I’ve written a few times about how I use worked-out examples (and mistake analysis) in my teaching:
- Worked Examples and Loop-de-Loops
- Worked Examples and Geometry Proof
- Worked Examples and Focused Feedback
- Worked Examples and Feedback on a Whole Quiz
I realize that there are two things that I haven’t yet shared: some research on how to design these things well, and my routine for using these materials in my teaching.
Whenever you get a bunch of people talking about research in education, somebody eventually mentions how sad it is that research in education usually happens without the input of educators. Wouldn’t it be grand if researchers and educators were more collaborative?
Yes! This indeed would be grand, and it should happen more often. But sometimes it does happen, and those partnerships can produce really wonderful things. Algebra by Example is the result of one of these partnerships.
The project was led by Julie Booth of Temple University, and Booth has written a very nice piece in an NCTM journal about the design process her team uses and the research behind it:
McGinn, K. M., Lange, K. E., & Booth, J. L. (2015). A worked example for creating worked examples. Mathematics Teaching in the Middle School, 21(1), 26-33.
Booth’s piece is very nice. It cites a more research-y piece that more carefully trawls and summarizes the worked example literature, and that is also an interesting (though more research-y) read:
Atkinson, R.K., et al. (2000). Learning from examples: Instructional principles from the worked examples research. Review of educational research, 70(2), 181-214.
Though it’s tough to summarize these pieces, here are a few important principles when designing example tasks:
- Try to put everything in one place…
- …but also try to visibly separate different steps.
- Switch up correct examples with incorrect work.
- Ask kids to explain what’s going on.
- Ask kids to try it on their own.
Try to put everything in one place. That’s a NO for splitting the problem and the solution with a not-so-useful line of text. Keep words at a minimum; ideally, you can see the whole example at once.
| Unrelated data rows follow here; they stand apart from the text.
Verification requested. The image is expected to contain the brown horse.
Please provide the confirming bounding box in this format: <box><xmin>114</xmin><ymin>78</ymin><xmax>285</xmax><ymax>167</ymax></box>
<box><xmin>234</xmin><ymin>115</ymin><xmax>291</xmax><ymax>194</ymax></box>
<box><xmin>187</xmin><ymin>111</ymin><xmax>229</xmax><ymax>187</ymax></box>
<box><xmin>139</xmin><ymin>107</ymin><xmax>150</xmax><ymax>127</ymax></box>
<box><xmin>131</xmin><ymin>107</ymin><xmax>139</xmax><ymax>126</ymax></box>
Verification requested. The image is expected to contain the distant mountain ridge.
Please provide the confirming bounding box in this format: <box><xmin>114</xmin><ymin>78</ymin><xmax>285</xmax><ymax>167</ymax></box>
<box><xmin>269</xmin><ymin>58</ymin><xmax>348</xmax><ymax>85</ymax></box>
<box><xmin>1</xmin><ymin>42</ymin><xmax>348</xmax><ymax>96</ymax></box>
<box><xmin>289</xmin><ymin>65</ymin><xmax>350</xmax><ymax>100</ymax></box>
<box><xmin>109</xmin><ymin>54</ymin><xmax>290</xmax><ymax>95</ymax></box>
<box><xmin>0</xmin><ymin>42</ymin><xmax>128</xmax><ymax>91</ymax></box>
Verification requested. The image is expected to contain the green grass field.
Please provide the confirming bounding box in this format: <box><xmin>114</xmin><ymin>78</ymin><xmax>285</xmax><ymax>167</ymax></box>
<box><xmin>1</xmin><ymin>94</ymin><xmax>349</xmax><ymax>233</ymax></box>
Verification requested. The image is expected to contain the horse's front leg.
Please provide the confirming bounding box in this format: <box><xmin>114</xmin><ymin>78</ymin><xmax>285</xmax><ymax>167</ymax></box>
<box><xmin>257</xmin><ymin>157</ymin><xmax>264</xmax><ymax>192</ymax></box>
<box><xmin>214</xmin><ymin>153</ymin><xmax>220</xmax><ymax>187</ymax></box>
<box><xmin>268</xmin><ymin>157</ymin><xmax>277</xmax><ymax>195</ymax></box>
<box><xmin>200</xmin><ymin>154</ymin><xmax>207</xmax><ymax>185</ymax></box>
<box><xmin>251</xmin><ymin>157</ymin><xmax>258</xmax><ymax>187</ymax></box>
It’s useful (according to Booth’s research and also me) to switch up correct with incorrect examples.
Can you spot the error?
I like the way this incorrect work has some good thinking (I like the regrouping idea) and that it also clearly distinguishes each step.
From experience, I’ll say that people new to writing examples often try to do too much with the space they have. The goal really is to eliminate all but the most important thinking from the example, and it’s OK to use multiple examples to get at different aspects of the thinking. Overstuffing one of those little boxes can be a sign that it’s time to break this up into two smaller problems.
So much for the visual design of these materials, which is really a huge subject in of itself.
Some of the most interesting bits of those reviews are about self-explanation. Here’s a bit from the more research-y review:
Research on explanation effects suggests that self-explanations are an important learning activity during the study of worked examples. Unfortunately, the present research suggests that most learners self-explain in a passive or superficial way.
“Passive or superficial”: YES! All too often this is how students interact with an explanation (or with feedback).
So how do examples help at all, given the tendency of students to just passively say “OK fine yep I get it” when they see an example? I use a routine to really make example activities hum.
Whenever I use an example activity with students, here is my routine.
- Get ready: I show the problem, covering up everything besides the problem itself. I usually use a document camera, so I mean I literally cover it up with my hand. Sometimes I ask students to begin thinking about how they’d approach the problem before I reveal the student work.
- Read: I ask everyone to read the student work to themselves. I ask students to offer a quiet thumb to let us know that they finished reading. I usually tell students to put a thumb up if they’ve read each line, even if they don’t understand everything fully yet.
- Discuss: I assign partners (really I’ve already done this) and ask students to discuss the example until each person understands every line of the student work. (I focus my class on spreading understanding, not on solving problems.)
- Explain: Every Algebra by Example problem has prompts for student explanation. When I make my own materials, I always include such prompts. It’s at this stage in the routine that I make sure everyone tries to answer the prompts. Then I usually call on a student to explain.
- You Try: This is where we help students try it on their own. There’s a whole art to picking good problems for students to try here — they should change the surface-details in some way, while keeping the underlying ideas constant. This is where we try to keep kids from making false generalizations, and it’s another level of protection against superficial understanding.
Using the Algebra by Example materials, the routine flows from left to right:
It’s not so easy to design these prompts, either! Here are some suggestions, from Booth’s piece:
If you’re in the mood for a bit of practice, you might think about how you’d fill in the rest of this example task:
Example analysis works especially well as a feedback routine. There was a problem that kids especially had trouble with? Write an example that focuses on how to improve, and then follow the routine with some time to revise and improve the quizzes (or a re-quiz, or etc.).
All of this — the examples, the prompts, etc. — is worth your time, I think. It’s a lot of fun for kids to puzzle out how someone else is thinking, and the format allows us to really focus on a whole idea. It’s a bit of a myth, I think, that these types of problems are boring.
It’s also a myth that this kind of math is boring. It’s not, because there’s something to be understood here. And fundamentally, understanding is interesting.